As Chinese stocks enter into a bear market on Monday after being absolutely whipsawed following the news from Greece that sent the nation’s stocks falling over 10 percent then surging back 2 percent (and then back-and-forth), a stark notice has bent sent to bullish investors in China, and it could not have come at a worse time.
On Monday, MSCI said that China’s securities regulator faces a “massive job“ to coordinate the changes needed for domestic shares in Shanghai and Shenzhen markets, known as A-shares, to be listed in its key emerging markets index, Reuters reports.
MSCI’s global emerging markets index, is a big deal, as most investors already know, as it is tracked by $1.7 trillion of funds.
“It’s not a simple issue – they have to coordinate nine ministries…so don’t underestimate how difficult this task is,” Chris Ryan, head of Asia Pacific at MSCI, told an investor conference in Hong Kong.
On June 10, MSCI told China that it needs to further liberalise its capital markets before its share will be able to be included into its Emerging Markets Index, tracked by $1.7 trillion of funds.
Prior to the MSCI decision, Vanguard Group — the largest U.S. mutual fund firm — decided that it would add mainland Chinese shares to its $69 billion emerging-market fund.
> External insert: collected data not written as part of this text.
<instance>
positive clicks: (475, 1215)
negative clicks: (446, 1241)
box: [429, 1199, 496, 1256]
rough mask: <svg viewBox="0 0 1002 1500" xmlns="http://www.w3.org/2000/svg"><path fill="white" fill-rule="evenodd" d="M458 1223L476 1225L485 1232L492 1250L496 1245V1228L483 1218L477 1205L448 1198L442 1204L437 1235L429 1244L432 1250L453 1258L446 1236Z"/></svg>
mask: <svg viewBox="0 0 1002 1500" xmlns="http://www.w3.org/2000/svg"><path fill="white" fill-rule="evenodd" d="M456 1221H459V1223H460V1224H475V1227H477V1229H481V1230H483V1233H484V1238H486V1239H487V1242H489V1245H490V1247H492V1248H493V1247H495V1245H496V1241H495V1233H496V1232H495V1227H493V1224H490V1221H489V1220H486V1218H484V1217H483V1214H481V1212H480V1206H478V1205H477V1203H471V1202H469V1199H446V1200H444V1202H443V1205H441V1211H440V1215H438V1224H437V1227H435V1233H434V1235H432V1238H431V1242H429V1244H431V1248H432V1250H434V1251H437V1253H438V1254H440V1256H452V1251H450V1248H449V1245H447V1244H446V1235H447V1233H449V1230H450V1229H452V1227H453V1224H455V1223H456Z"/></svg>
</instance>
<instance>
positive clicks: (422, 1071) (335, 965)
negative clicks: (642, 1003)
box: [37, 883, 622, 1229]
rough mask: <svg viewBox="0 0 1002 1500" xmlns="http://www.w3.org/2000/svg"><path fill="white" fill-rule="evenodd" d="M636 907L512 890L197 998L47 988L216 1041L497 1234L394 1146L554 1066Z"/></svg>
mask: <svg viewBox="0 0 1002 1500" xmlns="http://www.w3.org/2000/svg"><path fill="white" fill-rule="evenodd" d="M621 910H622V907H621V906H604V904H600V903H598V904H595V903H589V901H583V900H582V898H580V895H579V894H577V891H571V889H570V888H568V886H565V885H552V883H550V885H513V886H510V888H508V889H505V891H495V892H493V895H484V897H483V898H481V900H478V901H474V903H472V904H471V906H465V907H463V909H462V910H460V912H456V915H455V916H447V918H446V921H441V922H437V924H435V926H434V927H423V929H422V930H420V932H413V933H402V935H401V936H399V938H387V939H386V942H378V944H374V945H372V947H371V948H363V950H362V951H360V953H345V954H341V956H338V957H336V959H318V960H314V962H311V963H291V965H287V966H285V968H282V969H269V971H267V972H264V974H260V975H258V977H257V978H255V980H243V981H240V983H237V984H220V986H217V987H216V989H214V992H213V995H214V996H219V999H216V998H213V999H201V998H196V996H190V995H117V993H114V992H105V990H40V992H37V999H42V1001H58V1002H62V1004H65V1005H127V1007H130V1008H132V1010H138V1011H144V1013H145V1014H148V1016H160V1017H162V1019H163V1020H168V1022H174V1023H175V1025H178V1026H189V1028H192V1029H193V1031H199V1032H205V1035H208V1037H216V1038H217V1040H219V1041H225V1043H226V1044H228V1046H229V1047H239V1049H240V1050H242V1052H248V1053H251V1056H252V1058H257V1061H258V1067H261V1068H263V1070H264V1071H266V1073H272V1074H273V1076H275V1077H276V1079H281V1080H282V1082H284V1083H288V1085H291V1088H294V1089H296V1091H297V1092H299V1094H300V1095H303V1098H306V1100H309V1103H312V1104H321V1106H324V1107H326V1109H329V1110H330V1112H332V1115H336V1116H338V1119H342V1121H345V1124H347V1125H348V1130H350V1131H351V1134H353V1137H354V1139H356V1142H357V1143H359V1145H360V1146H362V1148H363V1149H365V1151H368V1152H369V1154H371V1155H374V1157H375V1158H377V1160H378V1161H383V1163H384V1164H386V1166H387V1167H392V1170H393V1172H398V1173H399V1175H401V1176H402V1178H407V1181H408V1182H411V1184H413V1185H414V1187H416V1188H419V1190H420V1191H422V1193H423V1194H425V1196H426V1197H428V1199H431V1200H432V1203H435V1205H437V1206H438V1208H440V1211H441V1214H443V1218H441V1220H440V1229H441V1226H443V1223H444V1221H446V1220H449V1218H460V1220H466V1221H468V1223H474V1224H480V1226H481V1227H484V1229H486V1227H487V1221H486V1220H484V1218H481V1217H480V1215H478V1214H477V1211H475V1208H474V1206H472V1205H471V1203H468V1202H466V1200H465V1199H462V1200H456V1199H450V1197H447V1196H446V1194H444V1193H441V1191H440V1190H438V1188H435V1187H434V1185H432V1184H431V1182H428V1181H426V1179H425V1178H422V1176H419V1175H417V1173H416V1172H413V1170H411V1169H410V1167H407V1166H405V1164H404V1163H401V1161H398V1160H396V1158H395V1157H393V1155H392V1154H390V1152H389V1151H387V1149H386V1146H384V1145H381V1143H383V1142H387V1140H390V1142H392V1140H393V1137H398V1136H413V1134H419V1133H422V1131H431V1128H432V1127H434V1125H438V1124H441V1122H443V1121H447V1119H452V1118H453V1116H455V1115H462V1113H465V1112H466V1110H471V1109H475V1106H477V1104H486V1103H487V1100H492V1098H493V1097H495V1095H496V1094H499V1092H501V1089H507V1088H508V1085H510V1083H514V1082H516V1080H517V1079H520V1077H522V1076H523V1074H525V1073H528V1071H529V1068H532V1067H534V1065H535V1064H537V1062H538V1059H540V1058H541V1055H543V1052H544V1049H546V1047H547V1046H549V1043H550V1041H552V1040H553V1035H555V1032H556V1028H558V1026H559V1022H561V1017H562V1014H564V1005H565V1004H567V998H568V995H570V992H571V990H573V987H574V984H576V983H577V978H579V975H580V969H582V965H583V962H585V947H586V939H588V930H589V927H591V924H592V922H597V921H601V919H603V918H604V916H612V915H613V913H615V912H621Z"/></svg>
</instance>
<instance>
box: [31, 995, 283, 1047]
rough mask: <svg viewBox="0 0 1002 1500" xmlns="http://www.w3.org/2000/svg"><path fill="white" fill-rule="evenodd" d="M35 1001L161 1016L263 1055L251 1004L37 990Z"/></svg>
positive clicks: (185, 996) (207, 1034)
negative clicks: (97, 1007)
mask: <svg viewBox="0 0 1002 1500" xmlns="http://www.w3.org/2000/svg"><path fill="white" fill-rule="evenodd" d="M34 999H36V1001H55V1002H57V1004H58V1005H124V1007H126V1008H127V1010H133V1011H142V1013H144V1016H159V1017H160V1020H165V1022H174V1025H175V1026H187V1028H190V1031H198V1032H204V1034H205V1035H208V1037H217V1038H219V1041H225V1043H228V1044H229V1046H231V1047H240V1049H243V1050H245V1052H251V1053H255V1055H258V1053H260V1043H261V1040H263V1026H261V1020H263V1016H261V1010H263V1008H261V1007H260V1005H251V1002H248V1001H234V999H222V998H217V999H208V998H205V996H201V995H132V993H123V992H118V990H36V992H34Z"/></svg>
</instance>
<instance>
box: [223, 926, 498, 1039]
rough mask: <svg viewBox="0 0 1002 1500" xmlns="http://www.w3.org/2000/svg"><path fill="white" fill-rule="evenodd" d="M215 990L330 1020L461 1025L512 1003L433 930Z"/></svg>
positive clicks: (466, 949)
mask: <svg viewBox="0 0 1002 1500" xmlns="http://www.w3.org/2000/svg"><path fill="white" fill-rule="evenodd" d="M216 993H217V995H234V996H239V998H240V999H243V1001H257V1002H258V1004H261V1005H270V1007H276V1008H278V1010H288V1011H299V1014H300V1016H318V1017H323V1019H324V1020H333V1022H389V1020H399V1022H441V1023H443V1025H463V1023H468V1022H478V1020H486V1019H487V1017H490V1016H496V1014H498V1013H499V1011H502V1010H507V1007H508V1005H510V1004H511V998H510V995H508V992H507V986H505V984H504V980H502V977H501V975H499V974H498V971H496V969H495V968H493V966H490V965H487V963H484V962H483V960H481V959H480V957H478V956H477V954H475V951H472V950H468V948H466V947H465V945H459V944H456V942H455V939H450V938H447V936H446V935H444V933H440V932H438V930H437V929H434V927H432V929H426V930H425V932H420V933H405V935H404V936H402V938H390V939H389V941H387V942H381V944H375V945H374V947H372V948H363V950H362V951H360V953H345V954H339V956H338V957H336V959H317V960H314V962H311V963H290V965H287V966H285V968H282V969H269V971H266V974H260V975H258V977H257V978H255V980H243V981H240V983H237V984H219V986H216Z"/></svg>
A week prior to MSCI’s announcement, index provider FTSE announced that it was including China’s A shares in two new transitional emerging market indexes called the FTSE Emerging Markets China A Inclusion Indexes, with one Index that will track all-cap stocks and the other index to track large and mid-cap stocks.
MSCI previously estimated that such a move could bring $400 billion to China stocks over time.